The response was gratifying. She thinks the underlying explanation might be, “whether that people missed socializing and missed gathering and maybe that was an additional catalyst, or people were just excited to get invested in something that was growing… or whatever it was. “
It helped that the theater had been choosing projects that people wanted to see, or unknown titles that patrons were willing to take a chance on based on the theater’s past work.
This season opened with August Wilson’s Radio Golf, the last play chronologically in his century-long account of African-American life; then the world premiere of Higher, the delayed one-man work written by frequent Gulfshore collaborator Jeffrey Binder; The 39 Steps, the farce with four people playing dozens of roles; The Invisible Hand, a political thriller by Pulitzer-winner Ayad Akhtar, and another world premiere Another Revolution, Jacqueline Bircher’s political work set in a university in 1968. The coming season titles will range from classic Neil Simon Barefoot in the Park to 26 Miles by the acclaimed Quiara Alegría Hudes known for many works including In The Heights.
Becoming a League of Resident Theatres member is another validation.
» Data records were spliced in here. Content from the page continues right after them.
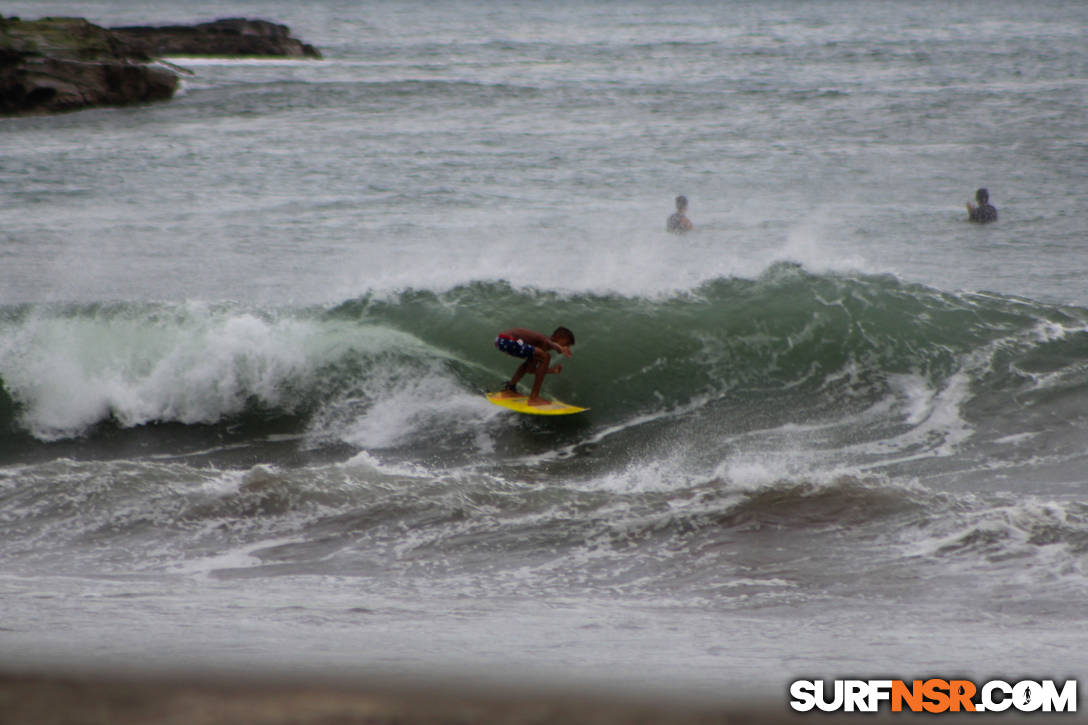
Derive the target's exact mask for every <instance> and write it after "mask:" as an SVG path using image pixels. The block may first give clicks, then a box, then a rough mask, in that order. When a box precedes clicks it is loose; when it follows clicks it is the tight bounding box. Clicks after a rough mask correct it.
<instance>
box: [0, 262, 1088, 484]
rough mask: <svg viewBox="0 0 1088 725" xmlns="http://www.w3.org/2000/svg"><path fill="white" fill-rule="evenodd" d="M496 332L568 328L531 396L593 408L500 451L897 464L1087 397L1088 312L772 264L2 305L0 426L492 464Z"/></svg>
mask: <svg viewBox="0 0 1088 725" xmlns="http://www.w3.org/2000/svg"><path fill="white" fill-rule="evenodd" d="M516 324H521V325H529V327H535V328H537V329H545V330H546V329H549V328H551V327H554V325H555V324H566V325H567V327H569V328H571V329H573V330H576V334H577V335H578V339H579V344H578V345H577V346H576V349H574V357H573V358H572V359H571V360H570V361H569V364H568V365H566V366H565V370H564V373H562V374H560V376H555V377H549V379H548V381H547V388H546V392H549V393H551V394H553V395H555V396H557V397H559V398H560V400H565V401H567V402H570V403H573V404H579V405H585V406H588V407H591V408H592V410H591V411H590V413H588V414H584V415H583V416H580V417H579V418H580V419H579V420H577V421H566V422H565V423H553V425H552V427H551V428H548V430H551V431H553V432H554V433H555V434H556V435H557V437H556V438H554V439H551V440H548V439H543V438H542V439H540V440H539V442H537V443H531V444H530V445H529V447H528V448H522V450H521V454H546V452H548V451H552V452H553V454H555V455H558V454H556V453H555V452H557V451H566V452H567V453H566V454H564V455H569V456H574V457H576V458H579V457H581V456H582V455H583V454H584V453H586V452H589V451H590V450H591V448H598V450H601V451H604V452H607V453H608V455H611V456H622V455H625V450H630V446H632V445H633V446H638V447H642V448H645V450H647V451H652V450H656V451H658V452H659V453H660V454H662V455H664V456H665V457H669V456H670V455H671V454H670V453H669V452H670V451H673V450H677V448H685V450H687V451H688V453H689V454H690V456H691V458H692V459H698V458H705V459H706V462H707V463H706V465H705V466H704V467H703V468H702V469H701V471H702V472H701V474H700V475H703V474H705V472H706V471H709V470H714V469H715V468H716V466H717V465H718V464H719V463H720V462H721V460H722V459H724V455H722V454H724V452H725V451H727V450H728V448H729V447H730V446H733V447H735V446H738V445H743V446H745V447H746V448H747V450H752V446H753V445H758V443H757V442H756V441H755V439H756V438H757V437H758V435H759V434H765V435H766V434H767V432H768V431H769V435H768V440H772V441H779V442H784V443H790V442H796V441H799V440H802V439H804V440H805V441H807V443H806V444H805V445H806V446H808V447H811V448H812V450H815V451H827V452H828V453H829V455H830V454H833V453H834V452H838V454H839V455H843V456H845V457H846V459H848V460H849V462H852V463H853V464H855V465H861V466H866V465H875V464H882V465H887V464H889V463H891V462H897V460H898V462H901V463H902V464H904V465H906V464H910V463H911V462H912V460H915V459H918V458H926V457H934V456H938V457H940V456H945V457H947V456H950V455H952V454H953V453H955V452H957V451H962V450H964V447H965V446H972V445H976V444H984V445H989V446H990V447H989V448H988V450H989V451H990V452H992V451H996V450H998V448H1000V447H1002V446H1003V447H1009V446H1007V445H1005V444H1003V443H1001V442H1002V441H1010V440H1021V439H1016V438H1015V437H1017V435H1021V434H1024V433H1033V434H1035V433H1039V432H1040V430H1047V429H1046V427H1047V426H1051V427H1053V426H1054V425H1055V423H1053V420H1052V419H1048V417H1047V415H1046V411H1047V410H1050V411H1052V413H1060V414H1061V418H1062V419H1063V420H1065V422H1060V423H1059V425H1063V426H1064V425H1067V426H1074V427H1075V425H1076V422H1075V419H1074V417H1071V416H1070V415H1067V414H1066V413H1065V411H1064V410H1065V408H1066V407H1068V404H1067V403H1065V402H1063V401H1066V402H1067V401H1071V400H1085V398H1088V385H1086V384H1085V382H1084V376H1083V374H1080V373H1081V372H1083V368H1084V365H1083V362H1081V360H1084V359H1088V310H1081V309H1078V308H1067V307H1054V306H1048V305H1042V304H1038V303H1033V302H1030V300H1024V299H1016V298H1007V297H1001V296H997V295H986V294H959V295H952V294H947V293H941V292H938V291H935V290H931V288H928V287H924V286H920V285H907V284H903V283H901V282H899V281H898V280H895V279H893V278H889V277H866V275H841V274H814V273H809V272H806V271H805V270H804V269H802V268H800V267H798V266H795V265H784V263H783V265H776V266H772V267H771V268H769V269H768V270H766V272H765V273H764V274H762V275H761V277H758V278H756V279H733V278H730V279H718V280H714V281H712V282H708V283H704V284H701V285H698V286H697V287H695V288H693V290H690V291H687V292H683V293H677V294H672V295H667V296H653V297H632V296H626V295H618V294H599V295H594V294H586V293H570V292H557V291H545V290H533V288H517V287H514V286H511V285H509V284H507V283H504V282H478V283H474V284H471V285H465V286H460V287H455V288H453V290H448V291H445V292H430V291H412V290H409V291H404V292H401V293H397V294H387V295H382V296H379V295H364V296H361V297H358V298H355V299H350V300H346V302H345V303H343V304H341V305H337V306H335V307H332V308H327V309H322V308H295V309H283V308H280V309H264V310H262V309H252V308H246V307H242V306H236V305H200V304H182V305H151V304H122V305H88V306H23V307H18V308H7V309H3V310H0V340H3V343H2V344H0V385H2V393H0V431H4V430H5V431H7V433H2V432H0V434H7V435H8V437H12V435H32V437H34V438H35V439H37V440H39V441H59V440H65V439H75V438H79V437H84V435H87V434H88V433H89V432H92V431H94V430H95V429H96V428H98V427H101V426H103V425H108V426H112V427H114V428H116V429H119V430H132V429H136V428H140V427H147V426H150V425H162V423H169V425H180V426H233V425H236V423H238V422H239V421H242V420H244V419H247V418H254V417H256V418H264V419H268V420H276V419H284V420H288V421H293V422H290V425H289V428H290V429H293V431H294V432H295V433H308V434H309V435H311V438H312V440H313V441H316V442H317V443H318V444H322V443H321V442H322V441H324V442H341V443H348V444H350V445H354V446H356V447H359V448H364V450H390V451H392V450H399V451H404V452H406V453H407V452H409V451H417V452H418V451H421V450H422V451H430V452H431V453H432V454H434V455H440V454H441V455H449V456H452V457H454V458H457V457H461V456H463V455H468V454H466V452H470V453H471V452H472V451H475V452H477V454H479V455H487V456H490V455H493V454H494V453H495V452H496V451H497V450H500V447H502V446H503V445H505V444H506V443H505V442H504V441H509V442H514V439H511V438H510V437H509V435H507V434H505V433H504V432H503V428H508V426H509V423H510V422H511V421H515V422H518V423H526V425H532V423H531V422H530V421H526V420H520V419H517V418H512V419H511V418H508V417H504V416H499V415H498V414H497V413H496V411H495V410H492V409H491V408H490V406H487V405H486V404H485V403H484V402H483V401H482V397H479V392H480V391H483V390H487V389H494V386H495V385H497V384H498V383H499V382H500V381H503V380H505V379H507V378H508V377H509V374H510V373H511V371H512V367H514V365H515V362H514V361H512V360H511V359H510V358H507V357H505V356H503V355H500V354H498V353H496V352H495V351H494V349H493V347H492V346H491V340H493V337H494V334H495V332H496V331H498V330H500V329H503V328H505V327H512V325H516ZM791 426H792V427H793V428H791ZM759 431H764V433H759ZM678 437H682V438H683V439H684V440H682V441H681V440H679V439H678ZM522 443H523V442H521V443H518V445H522ZM496 445H497V446H500V447H499V448H496ZM533 452H535V453H533ZM553 457H554V456H553ZM560 457H561V456H560Z"/></svg>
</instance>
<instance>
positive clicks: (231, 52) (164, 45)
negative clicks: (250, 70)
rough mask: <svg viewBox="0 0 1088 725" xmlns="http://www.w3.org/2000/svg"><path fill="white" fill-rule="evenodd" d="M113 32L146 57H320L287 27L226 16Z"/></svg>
mask: <svg viewBox="0 0 1088 725" xmlns="http://www.w3.org/2000/svg"><path fill="white" fill-rule="evenodd" d="M111 30H112V32H113V33H114V35H116V36H118V37H119V38H120V39H122V40H123V41H125V42H126V44H128V45H129V46H131V47H133V48H135V49H137V50H139V51H141V52H144V53H145V54H147V56H157V57H161V56H220V57H280V58H321V53H320V52H319V51H318V50H317V49H316V48H314V47H313V46H310V45H307V44H304V42H302V41H300V40H298V39H297V38H293V37H292V36H290V30H289V29H288V28H287V26H286V25H277V24H276V23H270V22H268V21H262V20H248V19H245V17H225V19H222V20H218V21H214V22H212V23H200V24H197V25H166V26H161V27H150V26H128V27H114V28H111Z"/></svg>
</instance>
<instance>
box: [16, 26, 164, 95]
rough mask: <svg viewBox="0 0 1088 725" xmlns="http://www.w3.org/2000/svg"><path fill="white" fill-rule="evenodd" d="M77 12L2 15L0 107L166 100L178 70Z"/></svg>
mask: <svg viewBox="0 0 1088 725" xmlns="http://www.w3.org/2000/svg"><path fill="white" fill-rule="evenodd" d="M148 60H150V59H149V57H148V56H147V54H146V53H144V52H143V51H140V50H139V49H138V48H132V47H129V46H128V45H127V42H126V41H125V40H124V39H122V38H119V37H116V36H115V35H113V34H112V33H110V32H109V30H107V29H106V28H101V27H99V26H97V25H94V24H91V23H88V22H87V21H85V20H83V19H78V17H45V19H41V20H38V21H20V20H17V19H13V17H7V19H5V17H0V113H3V114H8V115H11V114H22V113H53V112H60V111H75V110H79V109H85V108H92V107H97V106H125V105H128V103H143V102H147V101H154V100H165V99H168V98H171V97H172V96H173V95H174V91H175V90H176V88H177V76H176V75H175V74H174V73H172V72H171V71H170V70H168V69H165V67H161V66H159V65H150V64H148V63H147V62H146V61H148Z"/></svg>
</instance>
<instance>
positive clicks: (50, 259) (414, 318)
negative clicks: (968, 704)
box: [0, 0, 1088, 693]
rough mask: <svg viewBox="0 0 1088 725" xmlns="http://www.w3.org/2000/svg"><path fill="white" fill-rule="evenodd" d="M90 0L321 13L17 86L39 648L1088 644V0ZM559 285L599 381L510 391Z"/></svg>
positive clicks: (534, 664) (768, 683) (947, 654)
mask: <svg viewBox="0 0 1088 725" xmlns="http://www.w3.org/2000/svg"><path fill="white" fill-rule="evenodd" d="M5 14H21V15H23V16H25V17H33V16H38V15H40V14H46V13H45V12H44V11H41V10H38V9H37V3H15V5H14V7H10V8H8V9H7V10H5ZM48 14H74V15H82V16H86V17H87V19H88V20H90V21H92V22H96V23H100V24H104V25H111V24H118V25H120V24H132V23H168V22H196V21H202V20H208V19H211V17H217V16H225V15H247V16H262V17H271V19H274V20H277V21H281V22H284V23H287V24H288V25H290V26H292V28H293V29H294V30H295V34H296V35H298V36H299V37H301V38H302V39H305V40H306V41H308V42H312V44H314V45H317V46H318V47H319V48H321V49H322V51H323V52H324V54H325V60H323V61H318V62H285V61H252V60H200V59H171V60H172V61H173V62H175V63H178V64H182V65H184V66H187V67H189V69H190V70H191V71H193V75H191V76H186V79H185V85H184V90H183V93H182V94H181V95H180V97H178V98H176V99H174V100H173V101H172V102H170V103H164V105H156V106H148V107H141V108H132V109H120V110H119V109H110V110H98V111H87V112H82V113H76V114H69V115H62V116H54V118H34V119H9V120H2V121H0V153H2V158H3V161H2V162H0V191H2V195H0V220H2V223H0V259H2V263H0V381H2V388H0V531H2V536H0V562H2V564H0V598H2V600H3V603H4V606H3V611H4V619H3V622H0V627H2V628H0V642H3V646H2V648H0V651H2V652H3V653H4V660H5V661H8V662H16V661H20V662H21V661H25V660H26V659H30V660H34V661H45V662H72V661H95V662H99V663H101V662H107V663H113V664H116V665H122V666H129V667H132V666H137V667H138V666H143V665H144V664H148V663H154V664H159V665H165V666H171V665H180V664H193V663H196V664H200V665H207V664H209V663H213V664H215V665H217V666H220V667H238V668H243V669H244V668H247V667H250V666H252V665H255V664H257V665H264V666H268V665H269V664H271V663H275V664H277V665H279V666H289V667H295V668H313V669H316V671H323V669H327V668H336V669H337V671H338V672H344V671H345V668H346V671H348V672H369V673H401V672H404V673H412V672H421V671H440V672H441V671H453V669H455V668H459V667H462V666H465V665H469V666H470V672H474V673H480V674H482V675H486V676H502V677H507V678H510V679H523V678H535V677H544V678H552V679H560V680H562V679H565V678H566V679H568V680H569V679H571V678H577V679H578V680H582V681H601V683H607V684H610V685H622V686H626V687H635V688H640V687H647V686H651V687H662V688H666V687H668V688H673V689H675V688H681V689H690V690H698V691H701V692H703V693H720V692H722V691H728V690H729V689H730V688H738V687H739V686H741V685H742V684H743V685H745V686H757V687H763V688H766V689H767V690H769V691H771V692H779V691H780V690H781V687H782V685H783V684H784V683H787V681H789V680H791V679H793V678H795V677H801V676H806V677H812V676H825V677H834V676H840V675H850V676H868V675H870V674H874V673H879V674H883V675H888V674H894V675H895V676H902V677H904V678H907V677H914V676H919V675H927V676H928V675H941V674H944V675H949V674H955V675H957V676H959V675H974V676H978V677H990V676H1002V675H1007V676H1012V675H1014V674H1015V675H1024V676H1034V677H1042V676H1051V675H1052V676H1062V675H1068V674H1072V673H1075V672H1077V671H1078V668H1083V665H1085V664H1086V661H1085V659H1084V658H1085V655H1084V654H1083V652H1084V649H1085V648H1084V644H1085V642H1084V636H1083V634H1081V632H1083V631H1084V628H1085V620H1084V616H1085V615H1084V607H1083V606H1081V605H1080V603H1081V602H1083V601H1084V597H1085V594H1086V583H1088V579H1086V570H1085V566H1086V563H1088V558H1086V556H1088V501H1086V499H1085V495H1084V488H1085V484H1086V482H1088V479H1086V475H1085V472H1084V471H1085V470H1086V469H1088V467H1086V455H1085V451H1086V450H1088V448H1086V445H1085V443H1086V441H1088V430H1086V428H1088V418H1086V416H1085V414H1084V413H1083V411H1084V409H1085V403H1086V398H1088V377H1086V373H1088V364H1086V360H1088V296H1086V295H1085V288H1084V284H1083V280H1084V279H1085V273H1086V271H1088V255H1086V254H1085V251H1084V250H1083V248H1081V247H1083V243H1084V241H1085V234H1084V230H1085V225H1084V222H1083V219H1084V214H1085V211H1086V207H1085V205H1086V202H1085V199H1086V198H1088V195H1086V191H1088V180H1086V174H1085V169H1086V168H1088V165H1086V163H1085V162H1086V161H1088V147H1086V145H1085V142H1084V139H1085V138H1086V132H1088V121H1086V116H1085V114H1084V113H1083V97H1084V91H1085V90H1086V88H1088V53H1086V52H1085V50H1084V37H1085V30H1086V22H1088V8H1086V7H1085V5H1083V4H1081V3H1075V2H1067V3H1062V2H1052V3H1033V4H1031V5H1030V8H1028V7H1025V5H1022V4H1021V3H1013V2H999V3H993V2H986V3H982V2H963V3H936V2H934V3H911V4H910V5H904V4H903V3H899V4H886V3H880V4H874V3H864V2H852V1H851V2H848V1H843V2H832V1H829V2H777V3H747V2H729V3H697V2H692V3H678V4H675V5H669V7H657V5H651V4H641V3H618V2H616V3H613V2H604V1H602V2H594V3H589V4H585V3H577V4H576V3H549V4H544V5H542V4H526V5H518V4H504V5H502V7H492V5H490V4H486V3H471V2H459V3H454V2H449V3H401V2H396V3H392V2H391V3H368V4H366V5H356V4H354V3H338V2H334V1H332V0H329V1H323V2H316V3H309V4H307V5H305V7H304V5H295V4H290V3H281V2H277V1H274V0H268V1H258V0H254V1H251V2H242V3H231V4H226V3H222V2H182V3H178V2H172V3H135V2H125V1H124V0H112V1H107V0H102V1H101V2H75V1H73V0H69V1H66V2H58V3H54V4H53V5H51V7H50V9H49V10H48ZM978 186H987V187H988V188H989V189H990V194H991V198H992V200H993V201H994V204H996V206H997V207H998V209H999V212H1000V214H1001V218H1000V221H999V222H998V223H997V224H993V225H990V226H986V228H979V226H975V225H970V224H968V223H966V221H965V217H966V213H965V211H964V209H963V204H964V201H966V200H968V199H969V198H972V197H973V195H974V191H975V188H976V187H978ZM677 194H685V195H687V196H688V197H689V199H690V200H691V209H690V216H691V217H692V219H693V221H694V222H695V225H696V231H695V232H693V233H691V234H688V235H685V236H682V237H680V236H673V235H669V234H666V233H665V232H664V222H665V218H666V216H667V214H668V213H669V212H671V211H672V208H671V207H672V197H673V196H676V195H677ZM556 324H566V325H567V327H570V328H571V329H573V330H574V331H576V335H577V337H578V344H577V345H576V347H574V356H573V358H572V359H571V360H566V361H565V369H564V372H562V374H560V376H556V377H554V378H551V379H549V380H548V382H547V383H546V384H547V390H548V391H551V392H552V393H553V394H555V395H557V396H559V397H561V398H564V400H567V401H570V402H573V403H578V404H581V405H585V406H589V407H590V408H591V410H590V411H589V413H586V414H583V415H581V416H578V417H573V418H568V419H562V420H539V419H533V418H523V417H517V416H514V415H511V414H509V413H507V411H504V410H500V409H498V408H496V407H494V406H491V405H490V404H489V403H487V402H486V401H484V400H483V397H482V396H481V394H480V393H481V391H483V390H487V389H494V388H495V386H497V385H498V384H499V383H500V382H502V381H503V380H504V379H506V378H507V377H508V376H509V374H510V372H511V371H512V368H514V367H515V365H516V364H515V361H514V360H512V359H511V358H508V357H505V356H503V355H502V354H499V353H497V352H496V351H495V349H494V348H493V347H492V346H491V340H492V339H493V337H494V334H495V333H496V332H497V331H499V330H502V329H505V328H508V327H514V325H522V327H530V328H534V329H541V330H545V331H549V330H551V329H552V328H554V327H555V325H556ZM874 676H875V675H874Z"/></svg>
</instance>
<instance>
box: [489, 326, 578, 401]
mask: <svg viewBox="0 0 1088 725" xmlns="http://www.w3.org/2000/svg"><path fill="white" fill-rule="evenodd" d="M573 344H574V333H573V332H571V331H570V330H568V329H567V328H556V329H555V332H553V333H552V336H551V337H548V336H546V335H544V334H542V333H540V332H533V331H532V330H526V329H524V328H512V329H510V330H507V331H506V332H500V333H498V336H497V337H495V347H497V348H498V349H500V351H502V352H504V353H506V354H507V355H511V356H514V357H520V358H524V360H526V361H524V362H522V364H521V365H520V366H518V369H517V370H515V371H514V377H512V378H510V382H508V383H506V385H504V386H503V390H504V391H509V392H514V393H516V392H518V381H519V380H521V378H522V377H523V376H524V374H526V373H527V372H532V373H533V374H535V376H536V380H534V381H533V392H532V393H530V394H529V405H545V404H547V401H545V400H544V398H542V397H541V385H543V384H544V376H546V374H547V373H549V372H551V373H553V374H557V373H559V372H560V371H562V366H561V365H556V366H552V351H553V349H554V351H555V352H557V353H560V354H562V355H565V356H567V357H570V356H571V352H570V346H571V345H573Z"/></svg>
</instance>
LORT theaters are some of the best-known regional theaters in the country, several of which have been the tryout homes for Broadway-bound works. That is a goal Gulfshore hopes to achieve as well in the larger stage. It is a similar situation with the Maltz Jupiter Theatre – already a LORT member – which hopes its new venue slated to open next month can be a launching pad for titles to be mounted across the country including New York City.
“By joining LORT, we are putting Naples on the map for professional theater. It is thrilling to join the pantheon of theatrical giants who have shaped the landscape of American theater for the last century, and … I am thrilled that Gulfshore Playhouse is playing its part in helping Naples blossom into a vibrant arts destination,” Coury wrote.
Usually, becoming a member of LORT signifies a high level of quality, budget, expertise and production values. Being named a LORT theater requires a months-long selection process and approval from the LORT Board of Directors and three of the major professional theatrical unions: Actors’ Equity Association, Stage Directors and Choreographers Society and United Scenic Artists. LORT membership is also based on weekly box office averages and seat capacity for the theater.
With its collective bargaining agreement, LORT requires a higher base salary. This matters because the southwest portion of the state, while home to a handful of professional theaters, does not have a large pool of talent living in the immediate area. A good portion of performers, designers and staffers are brought in from out of the region. The Radio Golf production last December imported the entire cast, director and much of the design team.
The confluence of public support and the company’s commitment seemingly has paid off.
“We went through a recession and we went through a hurricane. We’ve been put through our places for sure. And now a pandemic, of course. And what really happened in this last year is nothing short of magic,” Coury said.